Now, let us calculate the 99% Confidence Intervals for how many people do vote for the parties they said they would - first for the population and then for the Democrats, Republicans, Independents and Others.

  1. Confidence interval for the population:-
source("inference.R")
inference(anes2$change, type = "ci", method = "simulation", conflevel = 0.99, est = "mean", boot_method = "perc")
## Single mean 
## Summary statistics:
## mean = 0.924 ;  sd = 0.2651 ;  n = 2618

plot of chunk unnamed-chunk-7

## Bootstrap method: Percentile
## 99 % Bootstrap interval = ( 0.9102 , 0.937 )

Note:

Clearly this confidence interval match with the result of the hypethesis-test, as the high-value of the CI is 93.7 at 99% significance-level, and 100 (i.e. p = 1) would certainly be out of any CI.

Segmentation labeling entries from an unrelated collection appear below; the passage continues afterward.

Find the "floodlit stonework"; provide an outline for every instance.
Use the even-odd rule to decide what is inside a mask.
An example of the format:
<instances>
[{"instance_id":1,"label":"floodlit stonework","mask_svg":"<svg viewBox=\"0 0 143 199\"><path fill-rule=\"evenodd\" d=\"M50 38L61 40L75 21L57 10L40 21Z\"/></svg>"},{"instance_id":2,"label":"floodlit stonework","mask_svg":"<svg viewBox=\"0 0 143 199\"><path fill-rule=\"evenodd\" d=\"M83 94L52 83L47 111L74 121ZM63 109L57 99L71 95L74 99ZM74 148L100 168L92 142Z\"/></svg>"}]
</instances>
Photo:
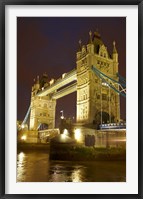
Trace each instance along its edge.
<instances>
[{"instance_id":1,"label":"floodlit stonework","mask_svg":"<svg viewBox=\"0 0 143 199\"><path fill-rule=\"evenodd\" d=\"M54 128L56 100L75 91L77 123L98 125L119 122L119 94L92 70L92 67L96 67L118 81L118 52L115 42L110 55L100 34L89 32L88 44L82 45L82 42L79 42L76 65L77 69L63 74L58 80L48 81L46 74L43 74L40 80L37 77L31 93L30 130L37 130L41 123L47 124L48 128ZM63 89L58 90L60 88ZM116 89L119 90L118 85Z\"/></svg>"},{"instance_id":2,"label":"floodlit stonework","mask_svg":"<svg viewBox=\"0 0 143 199\"><path fill-rule=\"evenodd\" d=\"M90 32L89 43L82 45L80 41L79 45L76 61L77 122L95 124L118 122L119 95L102 82L92 70L92 66L95 66L108 77L118 80L118 53L115 42L111 56L98 32L93 35Z\"/></svg>"}]
</instances>

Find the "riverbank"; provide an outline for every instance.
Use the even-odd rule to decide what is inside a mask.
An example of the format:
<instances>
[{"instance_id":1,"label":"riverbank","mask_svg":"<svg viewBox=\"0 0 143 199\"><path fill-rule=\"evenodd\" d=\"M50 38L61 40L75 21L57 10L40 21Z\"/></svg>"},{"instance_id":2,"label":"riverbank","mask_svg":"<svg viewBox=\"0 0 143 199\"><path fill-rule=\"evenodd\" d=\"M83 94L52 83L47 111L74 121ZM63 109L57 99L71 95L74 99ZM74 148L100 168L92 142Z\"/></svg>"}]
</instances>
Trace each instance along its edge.
<instances>
[{"instance_id":1,"label":"riverbank","mask_svg":"<svg viewBox=\"0 0 143 199\"><path fill-rule=\"evenodd\" d=\"M49 143L18 143L17 144L17 150L18 151L44 151L49 152L50 145Z\"/></svg>"},{"instance_id":2,"label":"riverbank","mask_svg":"<svg viewBox=\"0 0 143 199\"><path fill-rule=\"evenodd\" d=\"M94 147L55 147L50 149L51 160L94 161L94 160L126 160L126 150L123 148Z\"/></svg>"}]
</instances>

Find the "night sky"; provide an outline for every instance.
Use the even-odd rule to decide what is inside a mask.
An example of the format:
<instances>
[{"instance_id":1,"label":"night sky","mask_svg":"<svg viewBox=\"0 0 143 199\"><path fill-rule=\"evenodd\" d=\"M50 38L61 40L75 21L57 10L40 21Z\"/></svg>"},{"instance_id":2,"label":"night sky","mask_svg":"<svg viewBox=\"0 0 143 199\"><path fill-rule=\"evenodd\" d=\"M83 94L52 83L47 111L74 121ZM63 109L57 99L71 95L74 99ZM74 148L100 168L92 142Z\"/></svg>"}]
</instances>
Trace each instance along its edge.
<instances>
[{"instance_id":1,"label":"night sky","mask_svg":"<svg viewBox=\"0 0 143 199\"><path fill-rule=\"evenodd\" d=\"M57 79L76 67L79 40L86 45L89 31L98 32L112 54L113 41L119 53L119 73L126 77L125 17L18 17L17 18L17 119L23 120L30 105L34 78L43 73ZM121 98L121 118L126 117ZM56 121L60 111L76 117L76 93L57 100Z\"/></svg>"}]
</instances>

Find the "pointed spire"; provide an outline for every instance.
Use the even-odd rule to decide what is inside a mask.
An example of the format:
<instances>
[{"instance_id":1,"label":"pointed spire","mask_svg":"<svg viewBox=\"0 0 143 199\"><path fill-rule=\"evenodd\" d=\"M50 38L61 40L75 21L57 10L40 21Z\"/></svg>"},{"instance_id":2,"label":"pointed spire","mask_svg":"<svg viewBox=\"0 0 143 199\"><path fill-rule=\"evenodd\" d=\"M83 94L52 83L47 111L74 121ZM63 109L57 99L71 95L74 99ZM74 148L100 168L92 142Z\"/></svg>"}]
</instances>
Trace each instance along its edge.
<instances>
[{"instance_id":1,"label":"pointed spire","mask_svg":"<svg viewBox=\"0 0 143 199\"><path fill-rule=\"evenodd\" d=\"M81 39L79 40L79 50L78 51L81 51L81 49L82 49L82 46L81 46L81 43L82 43L82 41L81 41Z\"/></svg>"},{"instance_id":2,"label":"pointed spire","mask_svg":"<svg viewBox=\"0 0 143 199\"><path fill-rule=\"evenodd\" d=\"M89 32L89 44L92 44L92 32L91 32L91 30Z\"/></svg>"},{"instance_id":3,"label":"pointed spire","mask_svg":"<svg viewBox=\"0 0 143 199\"><path fill-rule=\"evenodd\" d=\"M113 53L117 53L116 42L113 41Z\"/></svg>"}]
</instances>

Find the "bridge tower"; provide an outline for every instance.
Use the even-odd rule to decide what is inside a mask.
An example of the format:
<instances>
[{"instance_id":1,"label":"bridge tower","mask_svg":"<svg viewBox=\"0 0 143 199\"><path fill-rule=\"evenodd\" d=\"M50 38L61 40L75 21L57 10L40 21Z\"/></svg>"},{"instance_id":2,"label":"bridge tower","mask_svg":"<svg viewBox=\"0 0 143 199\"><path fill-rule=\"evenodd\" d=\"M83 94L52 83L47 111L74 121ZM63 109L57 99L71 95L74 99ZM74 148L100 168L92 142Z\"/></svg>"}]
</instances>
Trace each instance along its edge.
<instances>
[{"instance_id":1,"label":"bridge tower","mask_svg":"<svg viewBox=\"0 0 143 199\"><path fill-rule=\"evenodd\" d=\"M100 124L120 120L120 98L91 69L98 70L118 80L118 52L113 42L112 55L109 54L98 32L89 32L89 42L79 41L77 52L77 122ZM117 86L117 89L118 86Z\"/></svg>"},{"instance_id":2,"label":"bridge tower","mask_svg":"<svg viewBox=\"0 0 143 199\"><path fill-rule=\"evenodd\" d=\"M50 95L36 95L46 86L48 86L47 75L43 74L40 80L39 77L37 77L37 81L32 87L30 130L37 130L41 124L45 124L49 129L55 127L56 100L52 99Z\"/></svg>"}]
</instances>

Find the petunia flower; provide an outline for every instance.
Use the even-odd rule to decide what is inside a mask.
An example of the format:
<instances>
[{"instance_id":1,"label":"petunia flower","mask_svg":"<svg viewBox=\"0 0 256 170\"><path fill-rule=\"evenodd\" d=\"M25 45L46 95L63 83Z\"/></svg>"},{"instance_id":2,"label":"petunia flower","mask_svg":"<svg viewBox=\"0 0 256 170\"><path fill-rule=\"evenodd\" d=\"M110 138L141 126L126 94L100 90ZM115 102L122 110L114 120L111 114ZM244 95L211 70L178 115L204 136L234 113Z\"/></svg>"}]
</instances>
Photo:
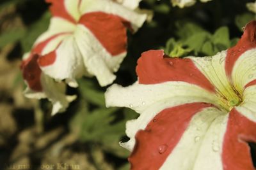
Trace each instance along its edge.
<instances>
[{"instance_id":1,"label":"petunia flower","mask_svg":"<svg viewBox=\"0 0 256 170\"><path fill-rule=\"evenodd\" d=\"M113 0L120 4L122 4L124 6L128 8L135 10L139 6L139 3L142 0Z\"/></svg>"},{"instance_id":2,"label":"petunia flower","mask_svg":"<svg viewBox=\"0 0 256 170\"><path fill-rule=\"evenodd\" d=\"M48 98L56 113L71 101L62 80L72 87L82 76L96 76L101 86L113 82L127 53L127 29L136 31L147 15L111 0L46 1L52 3L49 27L25 55L21 68L26 95Z\"/></svg>"},{"instance_id":3,"label":"petunia flower","mask_svg":"<svg viewBox=\"0 0 256 170\"><path fill-rule=\"evenodd\" d=\"M237 44L212 57L142 53L138 81L113 85L106 105L140 114L127 122L131 169L255 169L256 21Z\"/></svg>"},{"instance_id":4,"label":"petunia flower","mask_svg":"<svg viewBox=\"0 0 256 170\"><path fill-rule=\"evenodd\" d=\"M200 0L202 3L206 3L211 1L211 0ZM178 6L180 8L184 7L188 7L193 5L196 1L196 0L171 0L173 6Z\"/></svg>"}]
</instances>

  1. Confidence interval for the people who said they will vote for the Democratic candidate before vote :-
inference(anes2[anes2$pre == "(Democratic Candidate)","change"], type = "ci", method = "simulation", conflevel = 0.99, est = "mean", boot_method = "perc")
## Single mean 
## Summary statistics:
## mean = 0.9454 ;  sd = 0.2274 ;  n = 1391

plot of chunk unnamed-chunk-8

## Bootstrap method: Percentile
## 99 % Bootstrap interval = ( 0.9288 , 0.9605 )
  1. Confidence interval for the people who said they will vote for the Republican candidate before vote :-
inference(anes2[anes2$pre == "(Republican Candidate)","change"], type = "ci", method = "simulation", conflevel = 0.95, est = "mean", boot_method = "perc")
## Single mean 
## Summary statistics:
## mean = 0.9342 ;  sd = 0.248 ;  n = 1140

plot of chunk unnamed-chunk-9

## Bootstrap method: Percentile
## 95 % Bootstrap interval = ( 0.9193 , 0.9482 )
  1. Confidence interval for the people who said they will vote for the Independent candidate before vote :-
inference(anes2[anes2$pre == "(Independent Candidate)","change"], type = "ci", method = "simulation", conflevel = 0.95, est = "mean", boot_method = "perc")
## Single mean 
## Summary statistics:
## mean = 0.4648 ;  sd = 0.5023 ;  n = 71

plot of chunk unnamed-chunk-10

## Bootstrap method: Percentile
## 95 % Bootstrap interval = ( 0.3521 , 0.5775 )
  1. Confidence interval for the people who said they will vote for Other candidate before vote :-
inference(anes2[anes2$pre == "Other Candidate {Specify}","change"], type = "ci", method = "simulation", conflevel = 0.95, est = "mean", boot_method = "perc")
## Single mean 
## Summary statistics:
## mean = 0.375 ;  sd = 0.5 ;  n = 16

plot of chunk unnamed-chunk-11

## Bootstrap method: Percentile
## 95 % Bootstrap interval = ( 0.125 , 0.625 )

Conclusion:

From the above study we can conclude that:-
1. People do change their preference for political parties while voting, compared to what they said they prefer in the pre-poll survey.
2. About 92.4% of the voting-population vote for the candiate they said they would before the poll, i.e., only 7.6% people changed their preference.
3. Vote-bank loyalty-wise, the Domocracts has the most loyal voters (mean 94.5%), followed by the Republicans (mean 93.4%), the Independents (46.5%) and Other Candidates (37.5%).
4. In other words, the voting campaigns mostly affect those voters who had previously decided to vote for the independents or other candidates. The campaigns only help about 6% vote-bank of the Republicans or Democrats to change their preferences.
5. It would be worth further investigating what event/ campaign prompted the voters to change their preference of the political-party. Based on that, we shall be able to know what are the switch-factors, and also the political parties will be able to strategize their campaigns in future to maximize their vote-share.